TAPACHULA, Mexico — Despite Mexican efforts to stop them at the border, about 2,000 Central American migrants swam or rafted across a river separating the country from Guatemala, re-formed their mass caravan in Mexico and vowed to resume their journey toward the United States.

The migrants, who said they gave up trying to enter Mexico legally because the asylum application process was too slow, began pouring into the Mexican border city of Tapachula on Sunday, setting up impromptu camps in public parks under a heavy rain.

Mexican President-elect Andres Manuel Lopez Obrador adopted a sympathetic tone toward the caravan on Sunday, promising to provide people with work permits in a speech to supporters in Tuxtla-Gutierrez, about 180 miles north of Tapachula.

They earlier voted by a show of hands in Ciudad Hidalgo to continue north en masse, then marched to the bridge crossing the Suchiate River and urged those still on it to join them.

"We are going to reach the United States," said Erasmo Duarte, a migrant from Danli, Honduras, despite warnings by US President Donald Trump.

Trump, speaking at a rally in Elko, Nevada, kept up his rhetoric against the migrants and suggested the caravan was politically motivated.

"The Democrats want caravans, they like the caravans. A lot of people say 'I wonder who started that caravan?'" he said.

Last week, Trump threatened to cut aid to the region, deploy the military and close the US-Mexican border if authorities did not stop them.

Honduran President Juan Orlando Hernandez and his Guatemalan counterpart Jimmy Morales continued Trump's theme after they met in Guatemala on Saturday.

"This migration has political motivations," said Morales, "which is violating the borders and the good faith of the states and of course putting at risk the most important thing, people."

Hernandez also deplored "the abuse of people's needs" for "political reasons".

"Without a doubt, we have a lot to do so that our people can have opportunities in their communities," he said.

The decision to re-form the migrant caravan capped a day in which Mexican authorities again refused mass entry to migrants on the bridge, instead accepting dozens of women and children.
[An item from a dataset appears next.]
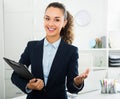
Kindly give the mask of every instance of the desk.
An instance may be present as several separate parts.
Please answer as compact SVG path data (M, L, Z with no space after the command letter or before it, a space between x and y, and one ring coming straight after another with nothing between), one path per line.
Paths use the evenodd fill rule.
M12 99L26 99L25 96L20 96ZM79 93L78 95L70 95L68 99L120 99L120 93L116 94L101 94L100 90Z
Authorities also handed out numbers for people to be processed in a strategy seen before at US border posts when dealing with large numbers of migrants.

But many became impatient and circumvented the border gate, crossing the river on rafts, by swimming or by wading in full view of the hundreds of Mexican police manning the blockade on the bridge. Some paid locals the equivalent of $1.25 to ferry them across. They were not detained on reaching the Mexican side.

Sairy Bueso, a 24-year-old Honduran mother of two, was among those who abandoned the bridge and crossed via the river. She clutched her 2-year-old daughter Dayani, who had recently had a heart operation, as she got off a raft.

"The girl suffered greatly because of all the people crowded" on the bridge, Bueso said. "There are risks that we must take for the good of our children."

Guatemala has organized a fleet of buses to take Hondurans back to their country and more than 300 people have taken up the offer.